Сумрачный, до бровей заросший лохматой черной бородой, Семен Тонильевич поднял руку, медленно сжал в кулак узловатые пальцы:
— Вот как задавлю своевольство новгородское! Приказывай, великий князь!
С Семеном Тонильевичем в Новгород отправилась такая многочисленная дружина, что не сразу можно было понять, посольство это или военный поход.
А сам великий князь собирал тем временем во Владимире боярские отряды и вооружал городское ополченье. Василий Ярославич не хуже других знал, что крутой разговор нужно подкреплять военной силой.

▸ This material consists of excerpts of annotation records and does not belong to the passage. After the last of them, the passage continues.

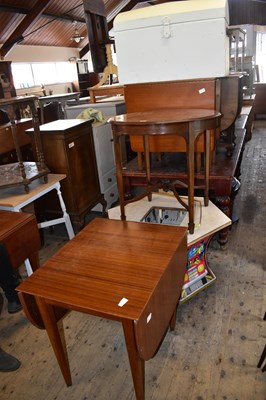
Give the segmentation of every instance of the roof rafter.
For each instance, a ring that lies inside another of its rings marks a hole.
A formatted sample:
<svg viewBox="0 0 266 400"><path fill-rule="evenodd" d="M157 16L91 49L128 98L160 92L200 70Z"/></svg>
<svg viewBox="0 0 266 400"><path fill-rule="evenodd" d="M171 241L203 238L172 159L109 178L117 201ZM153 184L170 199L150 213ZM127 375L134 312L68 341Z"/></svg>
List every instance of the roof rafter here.
<svg viewBox="0 0 266 400"><path fill-rule="evenodd" d="M32 7L31 11L23 18L21 23L17 26L14 32L5 41L0 49L1 58L5 57L13 46L23 40L23 33L36 21L36 19L42 14L43 10L49 5L52 0L39 0Z"/></svg>

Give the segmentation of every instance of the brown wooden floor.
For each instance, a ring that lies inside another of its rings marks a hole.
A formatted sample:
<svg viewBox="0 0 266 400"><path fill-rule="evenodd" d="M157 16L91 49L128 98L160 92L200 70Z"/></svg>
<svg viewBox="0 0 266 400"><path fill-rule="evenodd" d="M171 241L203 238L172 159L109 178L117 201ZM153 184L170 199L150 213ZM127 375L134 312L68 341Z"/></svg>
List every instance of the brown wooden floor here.
<svg viewBox="0 0 266 400"><path fill-rule="evenodd" d="M209 263L217 281L179 307L177 325L146 363L147 400L265 400L266 373L256 368L266 342L266 121L246 145L236 197L239 222ZM45 233L41 260L67 240ZM73 255L74 256L74 255ZM22 366L0 374L1 400L133 400L119 323L72 312L65 319L73 377L67 388L45 331L23 312L0 317L0 343Z"/></svg>

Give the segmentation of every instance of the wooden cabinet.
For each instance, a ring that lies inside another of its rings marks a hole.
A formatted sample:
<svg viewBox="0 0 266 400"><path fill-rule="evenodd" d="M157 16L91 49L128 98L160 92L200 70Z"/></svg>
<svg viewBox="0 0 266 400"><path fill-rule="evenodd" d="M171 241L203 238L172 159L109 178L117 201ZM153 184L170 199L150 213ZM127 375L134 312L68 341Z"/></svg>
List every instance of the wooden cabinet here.
<svg viewBox="0 0 266 400"><path fill-rule="evenodd" d="M255 83L255 118L258 116L266 114L266 83Z"/></svg>
<svg viewBox="0 0 266 400"><path fill-rule="evenodd" d="M114 159L113 135L109 123L93 124L93 139L101 191L107 202L107 208L118 200L116 168ZM100 211L97 205L94 211Z"/></svg>
<svg viewBox="0 0 266 400"><path fill-rule="evenodd" d="M62 194L74 228L84 226L85 215L98 203L105 212L100 191L91 121L57 120L40 126L46 165L52 173L66 174ZM42 204L46 213L59 212L56 195Z"/></svg>

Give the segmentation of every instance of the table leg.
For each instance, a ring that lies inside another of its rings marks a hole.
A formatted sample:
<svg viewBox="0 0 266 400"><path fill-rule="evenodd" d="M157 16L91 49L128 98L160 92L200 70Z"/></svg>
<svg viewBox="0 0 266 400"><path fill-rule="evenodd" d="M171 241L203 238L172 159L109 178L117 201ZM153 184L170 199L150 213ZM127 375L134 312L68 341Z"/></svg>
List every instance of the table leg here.
<svg viewBox="0 0 266 400"><path fill-rule="evenodd" d="M188 134L188 144L187 144L187 153L188 153L188 230L189 233L194 233L194 148L195 148L195 138L194 138L194 126L192 123L189 123L189 134Z"/></svg>
<svg viewBox="0 0 266 400"><path fill-rule="evenodd" d="M68 233L69 239L72 239L75 236L75 234L74 234L74 231L73 231L73 228L72 228L70 217L69 217L69 215L68 215L68 213L66 211L66 206L65 206L65 202L64 202L63 197L62 197L61 186L60 186L59 182L56 185L56 191L57 191L57 196L58 196L58 199L59 199L59 202L60 202L61 210L63 212L63 218L64 218L64 221L65 221L67 233Z"/></svg>
<svg viewBox="0 0 266 400"><path fill-rule="evenodd" d="M42 320L49 336L51 345L53 347L55 356L57 358L59 367L62 375L65 379L67 386L72 385L71 372L69 368L69 361L66 350L66 343L64 338L63 329L59 329L54 313L54 309L51 305L47 304L41 297L35 297L38 305ZM60 322L59 322L60 324Z"/></svg>
<svg viewBox="0 0 266 400"><path fill-rule="evenodd" d="M135 340L134 321L123 321L127 353L137 400L145 399L145 361L139 356Z"/></svg>
<svg viewBox="0 0 266 400"><path fill-rule="evenodd" d="M209 204L209 187L210 187L210 130L205 131L205 188L204 188L204 205L205 207Z"/></svg>

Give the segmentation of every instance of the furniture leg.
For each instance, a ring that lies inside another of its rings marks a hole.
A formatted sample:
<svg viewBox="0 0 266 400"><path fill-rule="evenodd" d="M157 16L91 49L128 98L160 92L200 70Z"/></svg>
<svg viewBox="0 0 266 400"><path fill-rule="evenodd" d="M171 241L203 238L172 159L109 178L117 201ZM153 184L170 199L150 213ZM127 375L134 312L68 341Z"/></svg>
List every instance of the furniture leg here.
<svg viewBox="0 0 266 400"><path fill-rule="evenodd" d="M69 239L72 239L72 238L75 236L75 234L74 234L74 231L73 231L73 228L72 228L72 224L71 224L69 215L68 215L68 213L66 212L66 206L65 206L65 202L64 202L63 197L62 197L62 193L61 193L60 183L59 183L59 182L58 182L58 184L56 185L56 191L57 191L57 196L58 196L58 198L59 198L61 210L62 210L62 212L63 212L63 218L64 218L64 220L65 220L65 225L66 225L67 233L68 233Z"/></svg>
<svg viewBox="0 0 266 400"><path fill-rule="evenodd" d="M205 189L204 189L204 205L205 207L209 204L209 185L210 185L210 130L205 131Z"/></svg>
<svg viewBox="0 0 266 400"><path fill-rule="evenodd" d="M72 385L63 329L57 325L54 309L41 297L35 297L42 320L67 386Z"/></svg>
<svg viewBox="0 0 266 400"><path fill-rule="evenodd" d="M133 321L122 321L137 400L145 400L145 361L139 356Z"/></svg>
<svg viewBox="0 0 266 400"><path fill-rule="evenodd" d="M114 138L114 150L115 150L115 161L116 161L116 180L119 193L121 220L125 220L125 199L124 199L124 185L122 176L122 161L120 153L120 137Z"/></svg>
<svg viewBox="0 0 266 400"><path fill-rule="evenodd" d="M194 233L194 127L192 123L189 123L189 134L188 134L188 230L189 233Z"/></svg>
<svg viewBox="0 0 266 400"><path fill-rule="evenodd" d="M176 326L176 309L177 309L177 306L176 306L175 311L174 311L174 313L173 313L173 315L172 315L172 317L170 319L170 324L169 324L170 331L174 331L175 330L175 326Z"/></svg>
<svg viewBox="0 0 266 400"><path fill-rule="evenodd" d="M215 204L217 207L220 208L221 211L225 213L230 218L230 204L231 204L231 199L229 196L218 196L215 198ZM221 249L225 249L226 244L228 242L228 232L229 228L224 228L221 231L219 231L219 239L218 243L221 246Z"/></svg>
<svg viewBox="0 0 266 400"><path fill-rule="evenodd" d="M258 368L260 368L262 366L262 363L265 360L265 358L266 358L266 344L265 344L263 352L262 352L262 354L260 356L260 359L259 359L259 362L258 362L258 365L257 365Z"/></svg>

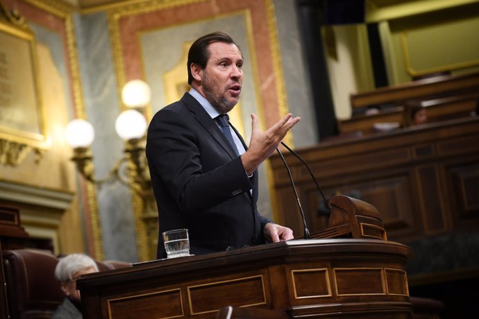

Снова замерла в тревожном ожиданье Русь, почувствовав надвигавшуюся усобицу.
2
О новгородских делах Дмитрий Александрович узнал из первых рук. По сухой июльской дороге пригнал из Новгорода в Низовскую землю обоз с железным товаром купец Прохор. Сам купец остановился на переяславском посаде — отдохнуть.
На следующее утро Прохор и его приказчик Акимка, согнувшийся под тяжестью короба с клинками, кольчугами, большими и малыми ножами, появились на княжеском дворе. Это никого не удивило. По обычаю, проезжие купцы приносили лучшие свои товары князю.
Акимка с товаром остался у тиуна Лаврентия Языковича, а самого Прохора доверенный отрок Илька проводил по запутанным переходам дворца в княжескую горенку.
Здесь собрались давние знакомцы Прохора: Дмитрий, большой воевода Иван Федорович, боярин Антоний, священник Иона. Поэтому Прохор говорил откровенно, ничего не скрывая, даже не думая о том, понравится или нет Дмитрию его правда.
Переяславцы слушали внимательно, изредка прерывая рассказ купца короткими вопросами.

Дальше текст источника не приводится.